How this happened holds lessons for how we produce and demonstrate ethnographic authority in the public sphere. Like most academics, I did not have much experience translating my research into public commentary in popular media outlets. Despite its obvious relevance to my work, when the coronavirus first appeared, I actually was quite startled when people outside of anthropology started asking me what I thought. Startled—and pleased. Suddenly, I was on the local news, then national news, then international. I spoke on radio, TV, podcasts, and webcasts in Providence, New York, London, and Hong Kong.
I was comfortable doing this because I felt I had important things to add to the global conversation about the virus. And for the most part, I did. But by giving into the temptation to step outside of what journalists refer to as my “lane”—my area of expertise that I really know about—to comment on what I thought might happen with the trajectory of a complex viral epidemic, I had threatened my credibility. In rushing to interpret events in a way that fit neatly with a narrative I had previously identified, I had also committed the cardinal anthropological sin of oversimplification.

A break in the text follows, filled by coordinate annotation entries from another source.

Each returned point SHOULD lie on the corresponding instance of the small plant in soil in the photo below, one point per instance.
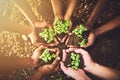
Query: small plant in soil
(79, 32)
(75, 61)
(48, 34)
(47, 56)
(61, 26)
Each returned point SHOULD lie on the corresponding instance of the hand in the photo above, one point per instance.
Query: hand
(88, 62)
(78, 74)
(34, 35)
(46, 69)
(91, 39)
(37, 53)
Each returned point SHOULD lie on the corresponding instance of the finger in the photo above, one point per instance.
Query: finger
(63, 67)
(58, 52)
(82, 51)
(56, 62)
(89, 43)
(64, 55)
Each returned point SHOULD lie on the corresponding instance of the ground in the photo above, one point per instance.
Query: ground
(105, 50)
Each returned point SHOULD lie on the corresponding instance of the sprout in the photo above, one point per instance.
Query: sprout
(46, 56)
(75, 60)
(61, 26)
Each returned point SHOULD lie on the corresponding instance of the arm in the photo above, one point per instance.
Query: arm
(57, 8)
(109, 26)
(104, 72)
(97, 11)
(96, 69)
(70, 9)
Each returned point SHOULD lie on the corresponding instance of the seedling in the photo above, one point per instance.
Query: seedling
(47, 34)
(62, 26)
(79, 32)
(75, 60)
(47, 56)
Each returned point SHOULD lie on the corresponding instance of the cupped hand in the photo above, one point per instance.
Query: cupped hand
(34, 35)
(88, 62)
(78, 74)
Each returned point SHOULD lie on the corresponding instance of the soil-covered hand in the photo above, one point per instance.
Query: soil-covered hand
(88, 62)
(91, 39)
(78, 74)
(46, 69)
(34, 35)
(38, 52)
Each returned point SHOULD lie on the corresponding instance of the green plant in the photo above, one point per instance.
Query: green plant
(61, 26)
(47, 56)
(59, 79)
(47, 34)
(75, 60)
(79, 31)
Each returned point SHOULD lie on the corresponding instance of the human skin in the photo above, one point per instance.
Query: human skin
(114, 23)
(95, 68)
(97, 11)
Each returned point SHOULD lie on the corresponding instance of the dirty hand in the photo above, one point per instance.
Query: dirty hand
(34, 35)
(91, 39)
(78, 74)
(88, 62)
(46, 69)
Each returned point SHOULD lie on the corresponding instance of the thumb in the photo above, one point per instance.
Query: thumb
(63, 67)
(56, 61)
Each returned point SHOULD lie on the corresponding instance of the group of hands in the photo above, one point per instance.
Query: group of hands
(34, 35)
(58, 64)
(46, 69)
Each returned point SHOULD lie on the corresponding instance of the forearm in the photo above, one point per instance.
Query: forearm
(57, 8)
(109, 26)
(70, 9)
(104, 72)
(97, 11)
(23, 6)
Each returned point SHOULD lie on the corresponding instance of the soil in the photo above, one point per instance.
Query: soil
(105, 50)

In the end, without quite realizing I was doing it, I had pushed the bounds of my expertise too far.
None of this is meant to suggest that I, or any other anthropologist, should not engage in public debates on important issues. I am still talking to the press about Covid-19. I still feel confident that I have something important to add to the conversation. But I have learned to be much more careful about pushing the limits of ethnographic authority. From now on, I’ll be staying in my lane.
References
Orin Starn. 1991. “Missing the Revolution: Anthropologists and the War in Peru.” Cultural Anthropology 6, no. 1: 63–91.